- Wszelkie informacje mówiące o tym, że mamy jakiś tajny plan wprowadzenia stanu wyjątkowego lub innego stanu nadzwyczajnego są kompletną bzdurą. Nawet nie rozważaliśmy takiego wariantu - podkreślił szef Komitetu Wykonawczego PiS Krzysztof Sobolewski. - Bylibyśmy wdzięczni, gdyby ci, którzy o tym piszą zapytali nas chociaż o zdanie - dodał.
Sobotni "Super Express" podał, że lider PiS Jarosław Kaczyński jest zdeterminowany, aby wybory prezydenckie odbyły się w maju. Jak podał tabloid, jeśli jednak opozycja do spółki z Jarosławem Gowinem, szefem Porozumienia (wspólnie z PiS i Solidarną Polską tworzą Zjednoczoną Prawicę) i jego posłami zablokują ustawę przewidującą wybory korespondencyjne, wówczas PiS ma wprowadzić stan wyjątkowy. "To tajny plan prezesa na wszelki wypadek. Stosowne dokumenty już ponoć czekają na biurku prezydenta" - przekazało gazecie źródło.

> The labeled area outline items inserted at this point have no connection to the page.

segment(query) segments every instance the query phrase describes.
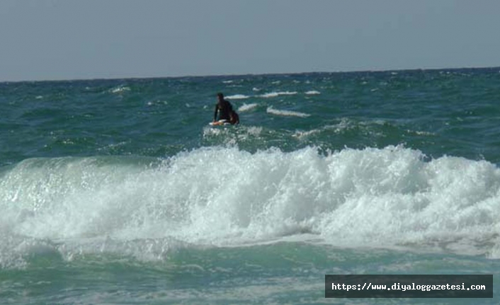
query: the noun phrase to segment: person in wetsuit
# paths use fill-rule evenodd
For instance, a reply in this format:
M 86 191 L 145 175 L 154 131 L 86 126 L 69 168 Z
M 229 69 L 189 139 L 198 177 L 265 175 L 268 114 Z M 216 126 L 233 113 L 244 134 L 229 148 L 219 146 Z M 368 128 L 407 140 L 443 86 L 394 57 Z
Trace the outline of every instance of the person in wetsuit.
M 218 102 L 215 105 L 215 111 L 214 112 L 214 122 L 225 120 L 232 125 L 239 124 L 239 117 L 236 111 L 233 110 L 232 105 L 224 99 L 224 95 L 221 93 L 217 93 Z M 219 119 L 217 120 L 217 113 Z

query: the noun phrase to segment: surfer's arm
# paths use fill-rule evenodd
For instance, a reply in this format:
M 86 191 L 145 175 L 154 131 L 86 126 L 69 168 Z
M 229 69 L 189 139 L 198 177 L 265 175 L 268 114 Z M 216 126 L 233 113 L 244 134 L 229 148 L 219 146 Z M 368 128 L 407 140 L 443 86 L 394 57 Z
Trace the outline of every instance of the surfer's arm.
M 217 105 L 215 105 L 215 111 L 214 112 L 214 122 L 215 122 L 215 120 L 217 120 L 217 110 L 219 108 L 217 108 Z

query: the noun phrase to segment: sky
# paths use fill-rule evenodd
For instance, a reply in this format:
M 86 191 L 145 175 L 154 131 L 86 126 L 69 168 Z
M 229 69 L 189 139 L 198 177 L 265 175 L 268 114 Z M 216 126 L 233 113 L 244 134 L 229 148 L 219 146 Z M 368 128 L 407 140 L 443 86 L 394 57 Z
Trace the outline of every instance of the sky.
M 1 0 L 0 81 L 500 67 L 497 0 Z

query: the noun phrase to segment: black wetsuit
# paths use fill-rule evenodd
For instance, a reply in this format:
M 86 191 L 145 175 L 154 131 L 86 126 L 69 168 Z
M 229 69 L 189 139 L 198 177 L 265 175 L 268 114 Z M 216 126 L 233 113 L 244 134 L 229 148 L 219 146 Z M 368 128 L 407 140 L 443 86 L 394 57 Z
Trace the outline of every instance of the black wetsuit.
M 226 120 L 229 122 L 231 120 L 231 113 L 232 112 L 232 105 L 229 102 L 223 100 L 222 103 L 217 103 L 215 105 L 215 112 L 214 113 L 214 121 L 217 120 L 217 113 L 219 113 L 219 120 Z

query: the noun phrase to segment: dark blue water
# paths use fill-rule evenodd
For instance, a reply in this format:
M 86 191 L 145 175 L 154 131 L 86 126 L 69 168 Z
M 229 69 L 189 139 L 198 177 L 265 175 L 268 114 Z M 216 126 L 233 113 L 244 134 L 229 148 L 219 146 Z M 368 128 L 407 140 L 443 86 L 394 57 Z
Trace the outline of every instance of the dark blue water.
M 208 126 L 219 91 L 239 126 Z M 324 275 L 498 274 L 499 102 L 498 68 L 1 83 L 0 299 L 363 303 Z

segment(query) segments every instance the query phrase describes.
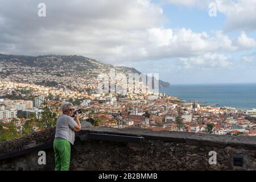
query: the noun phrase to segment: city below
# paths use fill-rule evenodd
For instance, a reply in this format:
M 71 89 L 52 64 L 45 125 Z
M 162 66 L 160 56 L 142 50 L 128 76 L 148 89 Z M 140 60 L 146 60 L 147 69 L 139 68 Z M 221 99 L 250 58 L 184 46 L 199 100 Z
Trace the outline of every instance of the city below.
M 150 91 L 99 93 L 97 75 L 113 68 L 140 73 L 82 56 L 0 55 L 0 141 L 54 127 L 65 101 L 81 109 L 80 121 L 94 126 L 256 135 L 256 109 L 218 107 Z

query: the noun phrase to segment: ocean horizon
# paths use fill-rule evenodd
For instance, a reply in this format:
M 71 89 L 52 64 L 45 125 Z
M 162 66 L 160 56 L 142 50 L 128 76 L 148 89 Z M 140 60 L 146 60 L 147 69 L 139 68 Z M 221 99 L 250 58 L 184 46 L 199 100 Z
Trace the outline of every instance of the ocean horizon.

Do tych informacji odniósł się szef Komitetu Wykonawczego PiS.
"Wszelkie informacje pojawiające się w przestrzeni medialnej mówiące, że mamy jakiś tajny plan wprowadzenia stanu wyjątkowego lub innego stanu nadzwyczajnego są kompletną bzdurą i nie mają jakiegokolwiek związku z rzeczywistością"
- powiedział Sobolewski.
"Bylibyśmy wdzięczni, gdyby ci, którzy o tym piszą zapytali nas chociaż o zdanie" - dodał polityk PiS.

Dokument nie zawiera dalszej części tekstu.